Marisa Bryan was a waitress at Planet Hollywood for a long time. As part of the team that helped open new restaurants, she traveled from her (then) home base in Australia to Taiwan, New Zealand, Singapore and Malaysia.
In her role, she trained new staff and eventually became the regional training leader, sending her down a path of learning and development roles across Asia for the next decade.
In what she deems an early midlife crisis, Bryan decided to move to Paris, somewhere she’d always wanted to call home. She spoke French but was unable to land a job in training or human resources without experience working in the country.
“Consequently, I found myself living in a flat, running out of money and needing a job,” Bryan said.
She applied for an admin role at Google, trying to find something to help her cover rent for the next three months and save her from heading back to Australia.
The person who reviewed her resume saw her experience in coaching, leadership development and training and hired her instead as the lead recruiter for Google in Europe and emerging markets.
“Someone saw my CV and thought, ‘Actually, she can do a lot different than what she’s applied for,’ thought outside of the box and gave me an opportunity,” Bryan said. “Here we are, 15 years later, and I’ve run recruitment teams in some of the biggest and fanciest tech companies in the world, like Google and Apple.”
Today, she is the global VP of talent and human resources business partner for Contentsquare, a digital experience analytics platform.

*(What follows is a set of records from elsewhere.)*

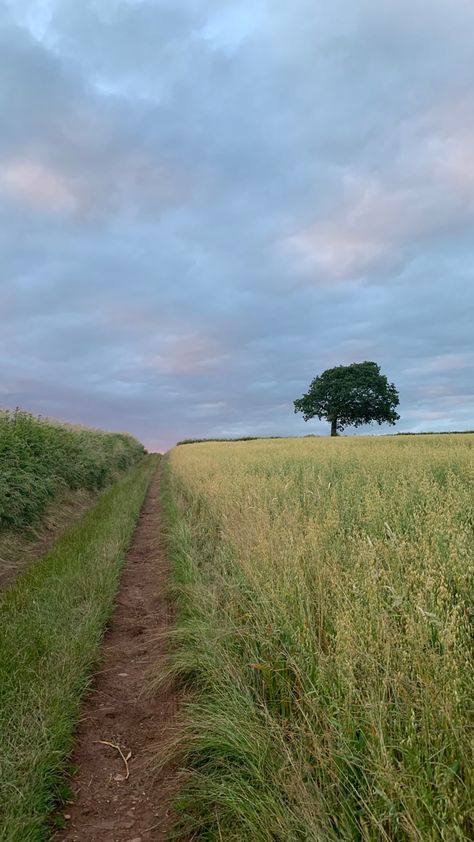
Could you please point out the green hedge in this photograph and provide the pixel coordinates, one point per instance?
(40, 458)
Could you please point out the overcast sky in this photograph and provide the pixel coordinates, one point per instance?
(203, 204)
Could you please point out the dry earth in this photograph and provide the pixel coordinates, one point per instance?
(124, 723)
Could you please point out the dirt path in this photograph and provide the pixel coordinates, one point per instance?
(108, 807)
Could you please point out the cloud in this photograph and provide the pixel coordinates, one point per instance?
(38, 185)
(202, 205)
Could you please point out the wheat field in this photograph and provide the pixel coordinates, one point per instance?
(325, 637)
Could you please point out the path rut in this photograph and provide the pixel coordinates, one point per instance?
(120, 709)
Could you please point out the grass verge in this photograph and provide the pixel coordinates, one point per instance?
(324, 638)
(41, 459)
(52, 622)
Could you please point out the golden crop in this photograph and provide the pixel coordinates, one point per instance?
(333, 582)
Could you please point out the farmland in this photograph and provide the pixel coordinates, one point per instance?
(324, 640)
(53, 616)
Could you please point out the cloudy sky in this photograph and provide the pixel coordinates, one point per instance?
(205, 203)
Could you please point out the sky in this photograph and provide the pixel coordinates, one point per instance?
(204, 204)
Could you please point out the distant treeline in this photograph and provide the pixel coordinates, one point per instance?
(316, 435)
(239, 438)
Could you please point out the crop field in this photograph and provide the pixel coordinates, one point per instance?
(325, 637)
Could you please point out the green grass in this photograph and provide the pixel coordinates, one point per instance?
(40, 459)
(324, 640)
(51, 625)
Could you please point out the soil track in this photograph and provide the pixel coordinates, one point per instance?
(107, 806)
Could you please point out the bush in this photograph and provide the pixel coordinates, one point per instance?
(40, 458)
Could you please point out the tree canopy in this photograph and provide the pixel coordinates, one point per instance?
(350, 395)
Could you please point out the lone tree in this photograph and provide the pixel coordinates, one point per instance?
(350, 395)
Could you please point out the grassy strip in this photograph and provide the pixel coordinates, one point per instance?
(325, 634)
(40, 458)
(51, 624)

Bryan’s path to HR, while winding, is not an anomaly. Often, people leaders take unconventional paths into the field.
Kristy Sundjaja, for example, studied engineering and business in college, planning to become a systems engineer. But, as an international student from Hong Kong, her options after graduation were limited.
Sundjaja took a job in strategy consulting work, focused on global tech companies like IBM, HP and Microsoft. In 2009, she was invited to join the New York City Economic Development Corp. under the Bloomberg administration.

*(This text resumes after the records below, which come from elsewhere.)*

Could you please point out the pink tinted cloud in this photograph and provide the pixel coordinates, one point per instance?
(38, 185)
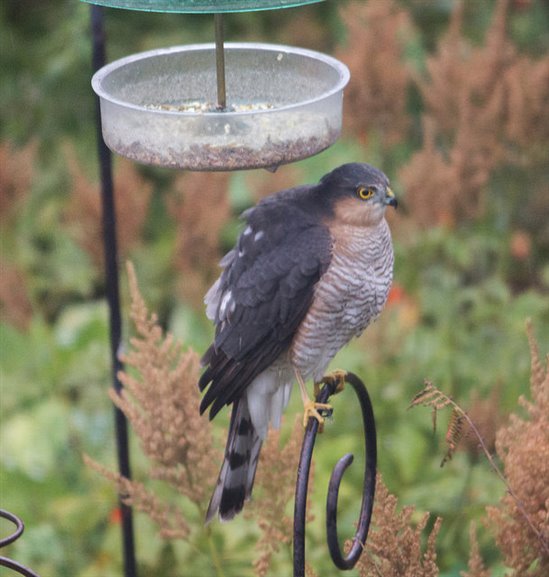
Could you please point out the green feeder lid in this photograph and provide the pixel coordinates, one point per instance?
(211, 6)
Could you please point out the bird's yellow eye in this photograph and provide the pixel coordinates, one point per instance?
(364, 192)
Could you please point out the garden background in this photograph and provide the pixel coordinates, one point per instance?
(451, 100)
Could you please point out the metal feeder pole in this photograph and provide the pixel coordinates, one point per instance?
(113, 294)
(220, 62)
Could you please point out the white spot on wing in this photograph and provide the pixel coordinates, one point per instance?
(226, 299)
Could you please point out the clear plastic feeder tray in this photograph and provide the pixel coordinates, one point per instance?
(283, 104)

“It was a once-in-a-lifetime opportunity to really contribute to a city that, at that point, I'd lived [in] for 10 years,” Sundjaja said.
She moved on to LivePerson, starting as chief of staff to the founder and CEO, before being asked two years later to also become the global head of people of the tech company.
“It was quite a shock for me, because I never thought about becoming an HR leader or people leader, in that sense. I did not go down the traditional pathway, either from a recruiter or talent acquisition route or an HR or employee relations route. So it was just a very atypical entry into this profession,” Sundjaja said.
After LivePerson, Sundjaja took two years off to set up her own foundation, Exceptional Artists Foundation, to empower those with disabilities through the arts. Her younger brother, who still lives in Hong Kong, has Down syndrome, and he inspired her to find a way to help others with disabilities express themselves through art.
Sundjaja is now the chief people officer at content recommendations tech company Taboola.
“The unique gift that I brought to the team is my business background and understanding. I always tell my HR leaders that we are business leaders first, and then we just happen to know what some of the HR levers and tools are,” she said.
For any team, having a mix of people with diverse skill sets and backgrounds is helpful, Sundjaja said. Someone with an engineering background can bring a mathematical lens to a problem; someone with experience in data analytics can “slice and dice” data; and someone adept as an HR practitioner can offer valuable insights in employee relations, she said.
“That just makes [the team] very powerful as an entity,” Sundjaja said.
But Bryan said the HR field suffers from “bad marketing.”
“A lot of people think that HR is filling in forms, writing letters, firing people and mostly admin. And, to be fair, there is a bit of that,” Bryan said. “But being part of the function of the organization that gets to see people grow and gets to genuinely make a difference, in some cases, to people's lives and livelihoods, I find tremendously rewarding.”